C’est une assemblée plénière particulièrement studieuse qui s’est réunie jeudi à l’Arena de Montpellier pour y débattre du budget de la Région Occitanie de 3,63 milliards d’euros votés pour l’exercice à venir. Sans même une référence au succès des Bleus qualifiés la veille pour la finale du Mondial au Qatar, même si les tacles et les hors-jeu n’ont pas manqué.

En milieu offensif, la présidente Carole Delga dans son propos liminaire a plaidé pour "un nouveau modèle de développement, une croissance en conscience. Par la souveraineté des savoirs en luttant contre le déterminisme social, mais aussi une souveraineté énergétique, alimentaire et industrielle".

"L’espoir, c’est le pouvoir"

Un budget foisonnant destiné à la transition écologique, mais aussi à favoriser la création de "30 000 emplois par an pour faire baisser le chômage". Tout autant à aider la filière bio ou refuser "d’augmenter le prix des cantines" des lycées.

D’une référence aux femmes iraniennes en lutte à un hommage au député disparu Jean-Louis Idiart, "figure du Comminges", Carole Delga a terminé son propos en citant l’auteure iranienne Nawal el Saadaw : "Je suis optimiste, car l’espoir c’est le pouvoir, le pouvoir de changer la vie".

Une Occitanie endettée

Un optimisme loin d’être partagé par Julien Sanchez (Rassemblement national), plus offensant qu’offensif, qui a utilisé une bonne partie de son temps de parole à regretter du peu de temps de parole dont il disposait. Sur le fond, le maire de Beaucaire s’est attardé sur "l’endettement record" de la Région et le retard de versement de certaines subventions.

Ce qui lui a valu un tacle appuyé de Régis Bayle, de la majorité, qui a examiné les comptes de la commune de Beaucaire dont la dette a explosé à 816 € par habitant, "bien au-dessus de la moyenne des communes de la même strate et votre épargne brute s’est effondrée".

Un budget "copier-coller des exercices précédents"

En débordement, l’élu des Républicains Sacha Briand s’est montré plus incisif en dénonçant un budget "copier-coller des exercices précédents. Creux et plat. Sans aucune orientation précise.
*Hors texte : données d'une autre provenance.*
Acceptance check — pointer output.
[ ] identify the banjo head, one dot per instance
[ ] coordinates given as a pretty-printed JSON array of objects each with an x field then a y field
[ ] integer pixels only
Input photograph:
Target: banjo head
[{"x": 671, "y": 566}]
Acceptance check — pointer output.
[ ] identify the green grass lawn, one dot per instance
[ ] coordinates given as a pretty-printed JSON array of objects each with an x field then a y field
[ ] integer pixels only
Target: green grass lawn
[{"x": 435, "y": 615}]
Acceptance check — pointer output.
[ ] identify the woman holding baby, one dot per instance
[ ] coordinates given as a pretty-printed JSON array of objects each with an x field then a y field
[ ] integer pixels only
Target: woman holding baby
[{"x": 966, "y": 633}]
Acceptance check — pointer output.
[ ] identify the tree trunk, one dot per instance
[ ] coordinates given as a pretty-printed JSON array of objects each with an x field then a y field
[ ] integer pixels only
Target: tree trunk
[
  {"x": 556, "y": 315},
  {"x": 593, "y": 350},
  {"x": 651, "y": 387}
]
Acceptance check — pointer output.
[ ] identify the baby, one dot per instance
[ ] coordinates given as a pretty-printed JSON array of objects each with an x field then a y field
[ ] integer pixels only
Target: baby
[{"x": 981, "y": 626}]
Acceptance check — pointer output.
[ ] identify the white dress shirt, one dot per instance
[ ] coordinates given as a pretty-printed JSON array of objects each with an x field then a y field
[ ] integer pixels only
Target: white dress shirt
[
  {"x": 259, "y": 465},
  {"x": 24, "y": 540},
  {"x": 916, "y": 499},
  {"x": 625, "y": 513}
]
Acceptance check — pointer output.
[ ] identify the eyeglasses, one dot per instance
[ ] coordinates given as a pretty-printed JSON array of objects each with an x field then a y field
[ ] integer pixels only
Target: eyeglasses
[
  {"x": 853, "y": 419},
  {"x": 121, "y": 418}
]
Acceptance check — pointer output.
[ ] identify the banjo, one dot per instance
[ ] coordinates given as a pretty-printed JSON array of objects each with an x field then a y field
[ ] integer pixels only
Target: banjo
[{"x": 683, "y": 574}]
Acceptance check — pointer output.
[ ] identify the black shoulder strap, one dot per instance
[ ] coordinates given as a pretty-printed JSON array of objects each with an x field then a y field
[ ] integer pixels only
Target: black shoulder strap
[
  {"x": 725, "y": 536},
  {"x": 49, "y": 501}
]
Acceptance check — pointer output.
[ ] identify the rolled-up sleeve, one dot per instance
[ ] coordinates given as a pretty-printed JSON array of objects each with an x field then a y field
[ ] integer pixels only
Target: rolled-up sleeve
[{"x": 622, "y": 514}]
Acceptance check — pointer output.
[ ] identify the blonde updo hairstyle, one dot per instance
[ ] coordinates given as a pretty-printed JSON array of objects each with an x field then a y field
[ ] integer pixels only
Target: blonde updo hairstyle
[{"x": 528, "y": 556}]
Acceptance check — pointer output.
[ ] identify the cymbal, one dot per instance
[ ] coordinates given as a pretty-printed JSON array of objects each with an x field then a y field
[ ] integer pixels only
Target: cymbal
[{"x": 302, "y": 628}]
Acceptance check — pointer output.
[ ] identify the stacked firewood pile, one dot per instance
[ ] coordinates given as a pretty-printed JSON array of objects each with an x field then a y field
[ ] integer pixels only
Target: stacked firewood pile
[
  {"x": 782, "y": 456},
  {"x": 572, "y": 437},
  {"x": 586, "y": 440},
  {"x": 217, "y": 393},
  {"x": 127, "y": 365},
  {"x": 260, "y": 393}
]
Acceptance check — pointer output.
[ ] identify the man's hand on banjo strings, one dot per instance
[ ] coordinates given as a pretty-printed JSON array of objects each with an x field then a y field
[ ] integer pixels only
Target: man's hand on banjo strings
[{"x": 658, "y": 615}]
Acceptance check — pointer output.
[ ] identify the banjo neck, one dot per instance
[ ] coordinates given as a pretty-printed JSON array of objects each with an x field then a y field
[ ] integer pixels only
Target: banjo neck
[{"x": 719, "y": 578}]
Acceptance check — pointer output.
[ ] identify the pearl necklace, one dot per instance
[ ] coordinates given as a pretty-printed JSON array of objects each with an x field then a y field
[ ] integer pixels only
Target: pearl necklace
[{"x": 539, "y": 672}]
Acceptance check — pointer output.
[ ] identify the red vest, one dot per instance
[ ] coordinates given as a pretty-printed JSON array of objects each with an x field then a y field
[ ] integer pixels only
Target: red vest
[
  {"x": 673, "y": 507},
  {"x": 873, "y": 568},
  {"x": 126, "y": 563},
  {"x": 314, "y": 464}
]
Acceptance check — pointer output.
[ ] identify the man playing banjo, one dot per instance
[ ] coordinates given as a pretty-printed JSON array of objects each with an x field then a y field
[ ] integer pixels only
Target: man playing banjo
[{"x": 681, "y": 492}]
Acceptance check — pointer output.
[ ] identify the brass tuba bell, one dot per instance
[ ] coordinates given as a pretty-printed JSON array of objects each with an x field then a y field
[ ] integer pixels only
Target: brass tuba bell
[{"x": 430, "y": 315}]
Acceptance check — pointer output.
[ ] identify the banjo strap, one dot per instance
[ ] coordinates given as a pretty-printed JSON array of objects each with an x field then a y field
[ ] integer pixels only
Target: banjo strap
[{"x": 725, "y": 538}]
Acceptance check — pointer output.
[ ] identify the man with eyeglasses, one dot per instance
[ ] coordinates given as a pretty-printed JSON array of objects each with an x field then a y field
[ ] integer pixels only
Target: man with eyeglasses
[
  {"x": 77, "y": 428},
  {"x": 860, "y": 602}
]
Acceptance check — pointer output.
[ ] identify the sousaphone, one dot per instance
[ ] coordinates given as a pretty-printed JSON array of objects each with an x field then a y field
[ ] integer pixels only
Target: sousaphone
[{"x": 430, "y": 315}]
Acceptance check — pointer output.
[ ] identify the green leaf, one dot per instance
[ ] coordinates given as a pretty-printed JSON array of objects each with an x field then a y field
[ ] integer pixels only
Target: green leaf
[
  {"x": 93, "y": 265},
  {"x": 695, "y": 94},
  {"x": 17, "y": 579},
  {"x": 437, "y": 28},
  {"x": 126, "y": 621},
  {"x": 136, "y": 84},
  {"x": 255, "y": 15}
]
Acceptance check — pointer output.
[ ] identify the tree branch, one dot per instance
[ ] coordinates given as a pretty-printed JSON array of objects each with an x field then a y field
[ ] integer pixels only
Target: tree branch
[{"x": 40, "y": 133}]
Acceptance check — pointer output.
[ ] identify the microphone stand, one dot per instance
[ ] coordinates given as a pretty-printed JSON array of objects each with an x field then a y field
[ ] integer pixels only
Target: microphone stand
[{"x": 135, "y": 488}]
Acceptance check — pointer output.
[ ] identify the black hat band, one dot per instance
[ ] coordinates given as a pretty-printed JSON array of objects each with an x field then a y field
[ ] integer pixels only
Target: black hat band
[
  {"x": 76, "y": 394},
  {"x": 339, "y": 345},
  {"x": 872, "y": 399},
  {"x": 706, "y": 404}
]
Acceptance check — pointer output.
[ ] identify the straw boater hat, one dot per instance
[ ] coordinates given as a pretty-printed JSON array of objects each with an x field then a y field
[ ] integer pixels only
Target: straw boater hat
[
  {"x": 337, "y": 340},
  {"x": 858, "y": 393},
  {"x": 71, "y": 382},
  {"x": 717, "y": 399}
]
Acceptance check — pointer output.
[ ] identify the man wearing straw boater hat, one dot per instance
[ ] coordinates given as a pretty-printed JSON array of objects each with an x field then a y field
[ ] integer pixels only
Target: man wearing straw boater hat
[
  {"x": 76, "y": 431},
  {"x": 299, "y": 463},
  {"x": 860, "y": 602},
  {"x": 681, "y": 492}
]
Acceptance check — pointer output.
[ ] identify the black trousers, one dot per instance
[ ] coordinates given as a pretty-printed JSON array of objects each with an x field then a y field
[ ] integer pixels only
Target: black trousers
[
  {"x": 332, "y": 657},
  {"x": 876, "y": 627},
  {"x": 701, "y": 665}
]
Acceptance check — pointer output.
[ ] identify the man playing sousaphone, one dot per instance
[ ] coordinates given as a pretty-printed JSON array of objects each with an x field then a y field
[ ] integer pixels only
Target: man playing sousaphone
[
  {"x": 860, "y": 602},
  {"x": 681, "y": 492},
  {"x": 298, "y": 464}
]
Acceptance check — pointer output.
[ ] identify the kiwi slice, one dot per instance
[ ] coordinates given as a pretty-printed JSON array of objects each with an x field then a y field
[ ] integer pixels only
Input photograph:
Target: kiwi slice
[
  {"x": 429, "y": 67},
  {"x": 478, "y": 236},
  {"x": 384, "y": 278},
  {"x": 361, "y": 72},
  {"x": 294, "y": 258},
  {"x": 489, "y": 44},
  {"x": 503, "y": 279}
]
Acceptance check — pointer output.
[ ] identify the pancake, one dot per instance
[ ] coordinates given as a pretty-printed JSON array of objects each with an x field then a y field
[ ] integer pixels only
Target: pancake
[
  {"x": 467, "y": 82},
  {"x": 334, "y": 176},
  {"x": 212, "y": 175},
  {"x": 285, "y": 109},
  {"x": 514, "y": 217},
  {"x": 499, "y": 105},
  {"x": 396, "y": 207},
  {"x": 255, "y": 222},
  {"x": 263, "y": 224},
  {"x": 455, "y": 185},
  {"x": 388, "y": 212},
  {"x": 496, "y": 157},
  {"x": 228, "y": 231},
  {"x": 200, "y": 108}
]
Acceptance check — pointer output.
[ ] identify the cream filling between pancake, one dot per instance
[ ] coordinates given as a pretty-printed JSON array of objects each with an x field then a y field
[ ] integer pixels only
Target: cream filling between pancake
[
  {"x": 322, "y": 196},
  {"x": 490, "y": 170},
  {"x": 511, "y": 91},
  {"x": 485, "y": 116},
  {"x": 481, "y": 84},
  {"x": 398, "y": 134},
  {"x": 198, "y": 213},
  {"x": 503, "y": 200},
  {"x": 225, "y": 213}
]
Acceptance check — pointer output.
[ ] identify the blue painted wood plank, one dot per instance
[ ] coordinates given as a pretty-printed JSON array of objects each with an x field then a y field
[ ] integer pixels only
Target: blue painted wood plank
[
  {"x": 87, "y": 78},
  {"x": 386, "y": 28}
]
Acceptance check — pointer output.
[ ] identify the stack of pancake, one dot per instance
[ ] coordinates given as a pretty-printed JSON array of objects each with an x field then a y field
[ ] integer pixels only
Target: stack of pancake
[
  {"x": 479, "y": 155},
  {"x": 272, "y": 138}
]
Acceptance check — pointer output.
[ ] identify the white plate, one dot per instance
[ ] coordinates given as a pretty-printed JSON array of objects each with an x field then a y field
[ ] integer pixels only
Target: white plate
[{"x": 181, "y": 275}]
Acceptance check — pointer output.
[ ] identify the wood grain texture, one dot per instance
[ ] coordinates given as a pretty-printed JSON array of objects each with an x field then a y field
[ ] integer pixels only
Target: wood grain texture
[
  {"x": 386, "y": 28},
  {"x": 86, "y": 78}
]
Aucune priorité réelle n’émerge car vous nous en présentez 26. Vous allez devoir faire des choix", a-t-il lancé à l’attention de la présidente.

Le divorce à droite officialisé

En évoquant Les Républicains, le maire de La Grande-Motte, Stephan Rossignol, a officialisé le divorce du groupe de droite. L’Occitanie Courageuse pour des désaccords avec Aurélien Pradié jugé trop radical vis-à-vis de la politique de la majorité de gauche : "Il ne s’agit pas de rejoindre votre majorité, mais d’être une opposition plus constructive". 

Un groupe qui sera présidé par l’Alésien Christophe Rivenq, composé de sept élus de l’ex-Languedoc-Roussillon contre 14 pour le groupe Pradié.
Les débats se sont attardés sur les nombreux amendements proposés par le RN "qui visent les personnes les plus en difficulté de notre territoire", a notamment regretté Benjamin Assié.

Le budget a été adopté avec 107 voix pour, 43 contre, dont les élus du RN et du groupe Pradié et 7 abstentions du nouveau groupe de droite Nous Occitanie.

4 millions d'euros pour les langues régionales

Comme pour le budget, la délibération sur la défense des langues régionales, présentée par l’élu écologiste de la majorité Benjamin Assié, a été très débattue en assemblée. L’objectif était de défendre la mise en place de "30 mesures concrètes pour que l’occitan et le catalan soient davantage parlés et enseignés, pour augmenter sensiblement le nombre de locuteurs. Sans une volonté politique forte nous n’y parviendrons pas", a expliqué l’élu en alternant occitan et français.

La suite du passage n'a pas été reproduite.